Nos quedamos sin cines. Ya no resta sino el recuerdo de los que tuvimos la suerte de pisar alguna de aquellas salas coquetas y tan acogedoras que olían a ambientador y aire de cine rancio, a palomitas envasadas, nada que ver con esas máquinas que despachan cajas de cartón con palomitas para toda la familia, la familia de tus vecinos y los primos segundos que viven en América.

El circuito de los cines se fue muriendo o lo mataron. Ahora no hay más que eso, flores silvestres, fachadas que son lápidas y epitafios. Locales cerrados a cal y canto con pintadas reivindicativas que ensucian el pasado y, además, a casi nadie le importan.

Antes ir al cine tenía su liturgia y significaba tal vez la primera cita, el inicio de un amor, una caricia en la complicidad penumbrosa de la sala de una película quizá muy aburrida, o muy buena, pero que sucumbía a las urgencias y los besos.

Y todo eso, claro, también fue herida de muerte para un centro que es un cadáver, sin vida, sin gracia y sin el ambiente ni los espectadores que salían de ver la película en busca del coche, un taxi o un trago que echarse al coleto.

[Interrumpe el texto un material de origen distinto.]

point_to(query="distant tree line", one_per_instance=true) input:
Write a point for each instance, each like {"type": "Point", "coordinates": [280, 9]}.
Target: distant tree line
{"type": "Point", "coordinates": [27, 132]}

No hay cines, no. El Riba no es más que un recuerdo lejanísimo, El Jerezano un muerto, el Lealas un descampado ominoso, el Delicias otro muerto que cualquier día se convierte en escombros y nuevo sembradío de malas hierbas. Y así el Valeria, el Tempul y tantos otros que ya no existen

Ahora uno va esos cines modernos, de pantallas brutales y sonido ensordecedor, cómodos, pero desangelados, de butacas confortables pero sin el tacto de antaño. Son cines, sí. Pero solo eso: cines. Sus parientes han quedado relegados al olvido o al recuerdo de quienes amábamos la moqueta, la palabra ambigú y el abrigo de sus sombras.